Posted on:2009-07-27Degree:Ph.DType:Thesis
University:Stanford UniversityCandidate:Liang, Tzu-ChenFull Text:PDF
GTID:2441390005953136Subject:Applied mechanics
Abstract/Summary:
This thesis studies chaotic mixing induced by microfluidic channels and builds the relation between it and the cutoff phenomenon in finite Markov Chains. We develop a topology optimization methodology for optimizing the shape of pressure-driven microfluidic channels to maximize the passive mixing rate of advected tracers. The optimization procedure uses a relaxation of Stokes flow by allowing a permeable structure and the objective can be a function of either the fluid velocity field or the particle map from inlet to outlet. We present two new channel designs, one that is an optimized version of the herringbone mixer of Stroock et al., and one that mixes more quickly by using a fully 3-D structure in the channel center. These channels deliver approximately 30% and 60% reductions in the 90% mixing lengths. To compare our numerical simulations to experiments we approximate the inlet-outlet particle map by a Markov Chain and show that this cheaply approximates the true stochastic map.; We then numerically study the decay of the variance of a passive scalar function advected by the Standard map when the diffusion goes to zero.

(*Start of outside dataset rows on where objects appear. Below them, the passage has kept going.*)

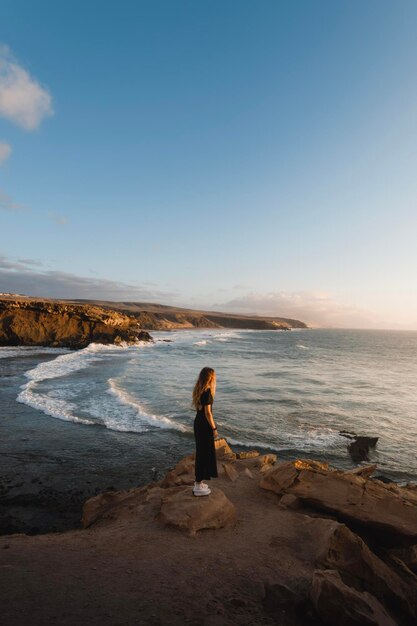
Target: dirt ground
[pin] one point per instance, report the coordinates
(138, 571)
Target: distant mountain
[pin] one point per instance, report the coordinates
(153, 316)
(25, 320)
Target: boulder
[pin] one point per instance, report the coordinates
(182, 509)
(363, 470)
(109, 505)
(389, 511)
(289, 501)
(182, 474)
(360, 447)
(338, 548)
(408, 556)
(223, 450)
(336, 603)
(231, 473)
(250, 454)
(265, 462)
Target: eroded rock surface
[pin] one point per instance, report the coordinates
(336, 603)
(182, 509)
(31, 322)
(388, 510)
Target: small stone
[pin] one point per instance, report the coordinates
(230, 472)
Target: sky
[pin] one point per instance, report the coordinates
(252, 157)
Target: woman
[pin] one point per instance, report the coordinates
(205, 431)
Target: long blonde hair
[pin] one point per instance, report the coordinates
(206, 380)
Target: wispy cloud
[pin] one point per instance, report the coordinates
(26, 276)
(61, 220)
(23, 100)
(5, 151)
(314, 308)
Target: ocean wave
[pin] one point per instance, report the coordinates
(61, 409)
(160, 421)
(63, 365)
(321, 439)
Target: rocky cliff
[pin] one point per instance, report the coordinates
(161, 317)
(30, 321)
(294, 543)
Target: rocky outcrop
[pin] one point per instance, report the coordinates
(359, 446)
(336, 603)
(31, 322)
(270, 559)
(181, 509)
(387, 511)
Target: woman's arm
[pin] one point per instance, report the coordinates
(209, 416)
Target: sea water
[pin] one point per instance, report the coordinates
(288, 392)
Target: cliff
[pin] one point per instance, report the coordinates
(153, 316)
(30, 321)
(295, 544)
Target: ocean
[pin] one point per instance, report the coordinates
(286, 392)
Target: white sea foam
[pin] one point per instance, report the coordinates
(63, 365)
(161, 421)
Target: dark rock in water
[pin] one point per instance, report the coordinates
(359, 448)
(384, 479)
(347, 434)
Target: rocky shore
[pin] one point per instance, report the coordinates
(29, 321)
(36, 322)
(291, 543)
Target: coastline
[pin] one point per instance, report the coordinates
(254, 552)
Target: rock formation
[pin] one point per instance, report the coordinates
(388, 511)
(31, 322)
(296, 544)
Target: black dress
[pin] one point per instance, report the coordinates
(205, 453)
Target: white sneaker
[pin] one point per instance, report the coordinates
(201, 490)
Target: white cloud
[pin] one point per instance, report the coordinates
(61, 220)
(28, 276)
(314, 308)
(23, 100)
(5, 151)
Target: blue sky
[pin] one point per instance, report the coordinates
(257, 157)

The Markov Chain model we developed for microfluidic mixing channel simulation is applied here with very high resolution (up to 6.4 x 109 states) to approximate near-zero diffusion. Our numerical evidence shows the mixing trajectories of the Standard map can be characterized by using the cutoff phenomenon for finite Markov Chains.; In the last part of this thesis, we apply the definition of the cutoff phenomenon to the study of the evolution of a probability density function by 1-D chaotic maps. A new object called a stochastic symbol sequence is developed to prove that for a set of initial distributions, the total variation versus iteration curves present cutoffs. Moreover, we can generate a set of initial probability distributions such that when evolved by chaotic maps, they present the same limit behavior as the cutoff sequences found in specific finite Markov Chains. The results can be applied to any 1-D chaotic map which has full symbolic dynamics.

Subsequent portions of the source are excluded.